Confieso que sería para mí como cosa sagrada hablar con toda extensión de quien en este mundo fué tan buena, tan modesta, y conmigo en conformidad con la desgracia, que ni en sus mayores tribulaciones salió de sus labios una queja, ni le faltó jamás el valor para arrostrar las penas que le devoraban cuerpo y alma. Es más: si fuera preciso, no temería atraer sobre mí los juicios contrarios, con tal que no la hiriesen al mismo tiempo. Mas ella no merecía esta nueva prueba. Igual á aquellas puras almas de mujer que en la soledad del claustro y en el rigor de sus austeridades dejaron al mundo el perdurable ejemplo de su santidad, dejó ella entre los suyos el de su valor para soportar las amarguras, las injusticias que hicieron sangrar su corazón. ¿Cómo han de ir las que se llamarían indiscreciones del marido á renovar las mal cerradas llagas, cuando ya goza de la paz de la muerte?

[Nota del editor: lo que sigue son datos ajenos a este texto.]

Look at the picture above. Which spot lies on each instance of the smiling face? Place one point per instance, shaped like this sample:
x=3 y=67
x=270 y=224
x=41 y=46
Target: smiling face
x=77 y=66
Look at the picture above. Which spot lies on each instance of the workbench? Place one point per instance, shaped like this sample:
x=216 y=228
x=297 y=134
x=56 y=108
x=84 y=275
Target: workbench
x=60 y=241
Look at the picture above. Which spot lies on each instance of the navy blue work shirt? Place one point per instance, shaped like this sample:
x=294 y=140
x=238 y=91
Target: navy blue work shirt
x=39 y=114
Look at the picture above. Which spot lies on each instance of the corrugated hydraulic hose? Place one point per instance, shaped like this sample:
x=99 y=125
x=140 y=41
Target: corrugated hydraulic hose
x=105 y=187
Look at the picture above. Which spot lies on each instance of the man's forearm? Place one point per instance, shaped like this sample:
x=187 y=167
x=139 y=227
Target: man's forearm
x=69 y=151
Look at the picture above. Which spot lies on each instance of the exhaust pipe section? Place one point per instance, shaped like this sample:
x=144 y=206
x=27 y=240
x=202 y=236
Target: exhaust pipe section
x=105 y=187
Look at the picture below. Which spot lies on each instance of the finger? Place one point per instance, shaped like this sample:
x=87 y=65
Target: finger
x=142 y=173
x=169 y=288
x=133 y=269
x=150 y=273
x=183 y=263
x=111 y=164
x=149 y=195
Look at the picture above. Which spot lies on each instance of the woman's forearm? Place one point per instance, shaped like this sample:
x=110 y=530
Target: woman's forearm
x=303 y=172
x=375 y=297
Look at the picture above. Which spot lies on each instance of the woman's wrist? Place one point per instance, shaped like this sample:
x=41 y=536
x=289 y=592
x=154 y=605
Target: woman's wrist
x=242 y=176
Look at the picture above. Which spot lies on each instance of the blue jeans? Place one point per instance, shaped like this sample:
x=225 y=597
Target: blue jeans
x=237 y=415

Habrá, sin embargo, quien diga: «Cállese cuanto se refiere á la mujer de su casa; á nosotros nos basta saber cuanto importa á la escritora. Olvide cuanto á él toca, y háblenos de lo que desean saber los demás.» En realidad así debiera hacerse, si las presentes líneas fuesen algo más que un doloroso recuerdo. Después de los años que reposa en su sepulcro, y borrado todo rastro, no es extraño que para juzgar su obra se desee penetrar en lo oculto de su vida. Por fortuna, si son desconocidos, si para todos están olvidados los hechos y hasta la memoria de ellos, quien pretenda penetrar en lo íntimo de aquel vaso de elección, si se permite decirlo así, puede leer sus versos. En ellos se refleja su alma y el alma colectiva de su país. Transparentan las penas que la afligieron y las amarguras soportadas con aquel estoicismo que la hizo exclamar: «San Agustín dice que Dios no manda amar las tribulaciones, sino sufrirlas; y esto es muy lógico», añadía en una de sus cartas, escritas en momentos de prueba.